Encanta-me em Jesus ter sido, ao contrário dos autoproclamados messias contemporâneos, um arauto da prevalência da vontade e do desejo das pessoas, do livre-arbítrio. Um episódio, o do encontro com o cego de Jericó, exemplifica o que quero dizer. Jesus pergunta-lhe: "O que queres que te faça?". E o cego responde: "Senhor, que eu veja". Ao lermos o texto, à primeira vista a pergunta de Cristo parece um tanto absurda, pois ele poderia simplesmente restituir a visão ao cego. Por que perguntar o óbvio?
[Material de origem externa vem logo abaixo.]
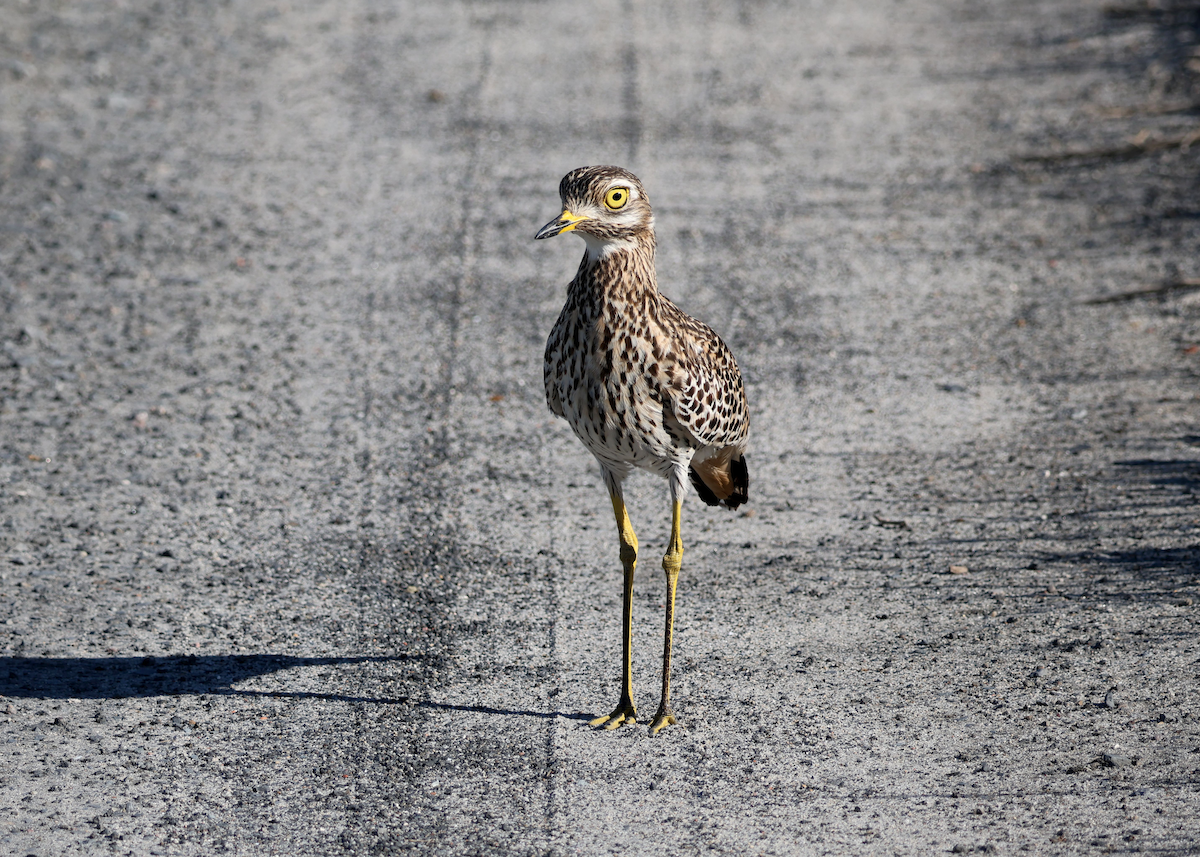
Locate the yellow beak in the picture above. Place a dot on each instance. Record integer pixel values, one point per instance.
(564, 222)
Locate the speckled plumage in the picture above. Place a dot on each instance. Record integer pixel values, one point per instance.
(642, 384)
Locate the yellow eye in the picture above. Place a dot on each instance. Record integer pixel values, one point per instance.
(616, 198)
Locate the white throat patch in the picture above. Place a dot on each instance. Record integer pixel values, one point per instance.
(600, 247)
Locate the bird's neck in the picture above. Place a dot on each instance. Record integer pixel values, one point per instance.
(617, 270)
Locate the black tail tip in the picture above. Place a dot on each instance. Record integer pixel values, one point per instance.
(741, 485)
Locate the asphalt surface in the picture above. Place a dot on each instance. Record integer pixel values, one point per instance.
(294, 559)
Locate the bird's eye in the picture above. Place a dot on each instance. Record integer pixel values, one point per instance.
(616, 198)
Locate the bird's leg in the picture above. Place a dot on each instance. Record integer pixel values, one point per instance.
(671, 563)
(625, 709)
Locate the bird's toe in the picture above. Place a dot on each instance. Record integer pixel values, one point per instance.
(624, 713)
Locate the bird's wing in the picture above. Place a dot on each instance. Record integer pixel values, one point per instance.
(705, 395)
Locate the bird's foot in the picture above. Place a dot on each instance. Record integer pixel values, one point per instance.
(664, 718)
(624, 712)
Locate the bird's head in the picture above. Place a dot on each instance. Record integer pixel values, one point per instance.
(606, 205)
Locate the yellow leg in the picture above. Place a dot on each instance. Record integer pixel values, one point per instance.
(671, 563)
(625, 709)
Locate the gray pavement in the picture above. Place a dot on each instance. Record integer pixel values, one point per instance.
(294, 559)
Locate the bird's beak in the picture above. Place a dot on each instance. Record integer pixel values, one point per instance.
(564, 222)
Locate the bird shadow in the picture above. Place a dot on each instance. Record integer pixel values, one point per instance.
(114, 678)
(117, 678)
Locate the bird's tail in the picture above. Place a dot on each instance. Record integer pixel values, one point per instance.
(723, 479)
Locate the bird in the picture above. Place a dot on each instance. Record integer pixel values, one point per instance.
(642, 384)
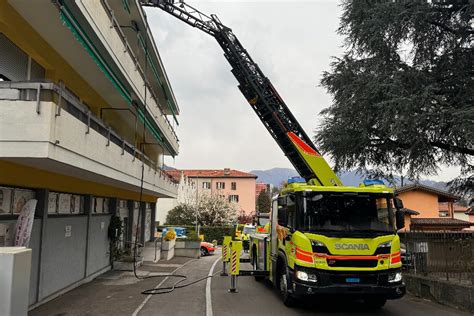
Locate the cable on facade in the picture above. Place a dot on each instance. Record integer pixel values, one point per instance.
(181, 277)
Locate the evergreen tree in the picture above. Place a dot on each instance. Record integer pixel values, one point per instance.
(403, 92)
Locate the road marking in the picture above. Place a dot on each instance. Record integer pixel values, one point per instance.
(208, 289)
(139, 308)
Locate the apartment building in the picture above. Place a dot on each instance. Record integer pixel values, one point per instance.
(186, 193)
(429, 209)
(86, 117)
(236, 186)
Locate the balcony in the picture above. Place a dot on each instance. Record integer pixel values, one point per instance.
(44, 126)
(107, 63)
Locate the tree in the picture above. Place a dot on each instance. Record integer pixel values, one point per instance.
(209, 209)
(403, 92)
(264, 202)
(182, 214)
(244, 218)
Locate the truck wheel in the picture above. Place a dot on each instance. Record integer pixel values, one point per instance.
(375, 302)
(254, 265)
(288, 300)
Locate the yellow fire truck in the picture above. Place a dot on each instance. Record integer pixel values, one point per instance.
(324, 237)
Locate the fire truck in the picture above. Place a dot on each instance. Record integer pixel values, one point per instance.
(324, 238)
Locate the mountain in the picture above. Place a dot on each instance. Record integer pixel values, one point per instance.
(276, 176)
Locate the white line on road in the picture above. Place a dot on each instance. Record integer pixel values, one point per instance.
(208, 289)
(139, 308)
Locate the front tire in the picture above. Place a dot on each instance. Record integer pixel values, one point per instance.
(284, 284)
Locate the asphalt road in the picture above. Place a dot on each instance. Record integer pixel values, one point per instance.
(259, 298)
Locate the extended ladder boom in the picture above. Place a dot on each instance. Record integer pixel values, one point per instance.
(260, 93)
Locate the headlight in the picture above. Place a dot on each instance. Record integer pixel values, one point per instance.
(383, 248)
(395, 277)
(307, 277)
(303, 276)
(319, 247)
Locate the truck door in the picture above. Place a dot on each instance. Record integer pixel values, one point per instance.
(273, 233)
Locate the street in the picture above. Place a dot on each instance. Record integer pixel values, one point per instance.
(259, 298)
(119, 293)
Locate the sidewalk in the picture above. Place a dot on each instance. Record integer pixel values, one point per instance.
(113, 293)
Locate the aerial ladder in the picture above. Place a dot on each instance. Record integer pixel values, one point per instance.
(260, 94)
(323, 237)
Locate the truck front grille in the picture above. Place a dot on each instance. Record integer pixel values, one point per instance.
(352, 263)
(364, 279)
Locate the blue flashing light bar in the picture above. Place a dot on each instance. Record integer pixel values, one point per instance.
(368, 182)
(296, 180)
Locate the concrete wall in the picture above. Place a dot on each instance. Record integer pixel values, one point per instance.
(35, 247)
(64, 257)
(98, 244)
(447, 293)
(63, 261)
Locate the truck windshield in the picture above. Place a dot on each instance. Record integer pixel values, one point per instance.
(249, 230)
(347, 212)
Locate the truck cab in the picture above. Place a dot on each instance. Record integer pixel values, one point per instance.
(334, 240)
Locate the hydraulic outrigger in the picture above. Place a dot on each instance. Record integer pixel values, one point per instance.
(324, 237)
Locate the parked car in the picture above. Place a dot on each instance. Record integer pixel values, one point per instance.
(207, 248)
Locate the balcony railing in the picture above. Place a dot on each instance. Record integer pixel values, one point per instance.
(66, 101)
(115, 24)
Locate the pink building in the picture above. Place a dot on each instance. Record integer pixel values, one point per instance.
(259, 187)
(236, 186)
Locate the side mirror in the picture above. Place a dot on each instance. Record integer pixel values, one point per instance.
(282, 216)
(282, 201)
(400, 219)
(398, 203)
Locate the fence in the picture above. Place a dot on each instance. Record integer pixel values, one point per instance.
(444, 255)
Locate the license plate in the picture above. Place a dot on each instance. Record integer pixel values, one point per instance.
(352, 280)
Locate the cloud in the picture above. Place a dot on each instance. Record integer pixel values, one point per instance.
(292, 42)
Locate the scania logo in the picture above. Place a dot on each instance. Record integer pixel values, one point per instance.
(352, 246)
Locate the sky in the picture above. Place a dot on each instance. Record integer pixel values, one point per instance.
(293, 42)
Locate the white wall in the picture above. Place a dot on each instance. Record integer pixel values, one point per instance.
(186, 193)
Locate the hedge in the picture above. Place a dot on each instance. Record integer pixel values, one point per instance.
(217, 233)
(210, 232)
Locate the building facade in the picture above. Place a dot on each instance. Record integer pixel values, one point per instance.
(186, 193)
(86, 117)
(236, 186)
(429, 209)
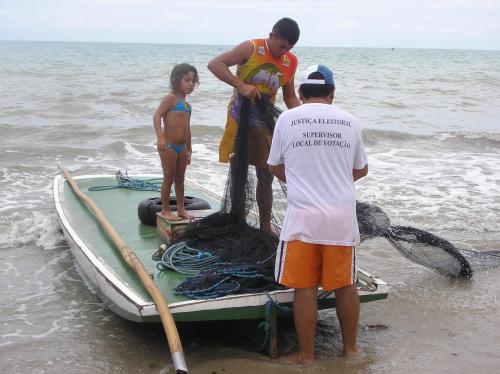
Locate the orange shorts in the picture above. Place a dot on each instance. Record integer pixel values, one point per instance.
(306, 265)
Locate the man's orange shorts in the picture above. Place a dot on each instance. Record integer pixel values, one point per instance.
(306, 265)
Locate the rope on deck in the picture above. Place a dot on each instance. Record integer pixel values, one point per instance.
(124, 181)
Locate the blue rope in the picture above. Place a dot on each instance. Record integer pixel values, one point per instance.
(124, 181)
(266, 325)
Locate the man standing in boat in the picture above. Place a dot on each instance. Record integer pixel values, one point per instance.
(317, 149)
(263, 66)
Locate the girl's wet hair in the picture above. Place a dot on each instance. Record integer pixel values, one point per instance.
(179, 71)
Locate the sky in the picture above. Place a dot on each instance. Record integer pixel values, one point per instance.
(449, 24)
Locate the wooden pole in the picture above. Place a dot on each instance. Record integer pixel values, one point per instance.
(136, 264)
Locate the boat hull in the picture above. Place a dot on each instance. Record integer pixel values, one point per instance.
(106, 275)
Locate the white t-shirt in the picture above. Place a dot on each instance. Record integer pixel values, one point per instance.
(319, 145)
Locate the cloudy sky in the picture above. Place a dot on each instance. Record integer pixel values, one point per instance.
(462, 24)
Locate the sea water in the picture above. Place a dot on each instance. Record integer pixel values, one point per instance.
(432, 132)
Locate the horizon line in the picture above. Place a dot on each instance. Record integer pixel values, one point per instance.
(229, 45)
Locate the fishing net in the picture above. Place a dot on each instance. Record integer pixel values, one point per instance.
(242, 255)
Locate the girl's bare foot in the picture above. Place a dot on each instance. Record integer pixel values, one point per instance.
(182, 213)
(296, 358)
(169, 215)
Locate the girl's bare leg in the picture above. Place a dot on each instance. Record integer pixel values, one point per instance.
(180, 172)
(168, 159)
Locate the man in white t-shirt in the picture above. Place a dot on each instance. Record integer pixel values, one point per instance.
(317, 149)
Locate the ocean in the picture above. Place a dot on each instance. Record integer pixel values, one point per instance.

A resposta, que ressalta também em outras passagens bíblicas, é que Jesus, em lugar de tão-somente afirmar, preservava o espaço de escuta e de escolha das pessoas, a partir de suas circunstâncias. Até mesmo diante de Pilatos, que lhe perguntou se era mesmo o filho de Deus, respondeu: "Tu o dizes".
Na era de crises em que vivemos, tudo o que as pessoas mais querem é que alguém decida por elas: como sair da derrocada econômica, como pagar as prestações, como e em quem votar. E se conformam com o lugar de espectadores-seguidores que lhes é dado.
Impossível não lembrar, das entranhas da Páscoa, que as nossas marcas são a da escolha e a da vontade. E de que isso foi deixado muito claro por alguém injustamente usado como parâmetro para apontar os messiânicos de nosso tempo. Aqueles que se sentem senhores dos destinos alheios e nada mais fazem do que usurpar o papel insubstituível de cada um na superação constante, que é a forma de nos encontrarmos e aos outros nos caminhos que entendemos ser os da nossa salvação.
MARINA SILVA escreve às segundas-feiras nesta coluna.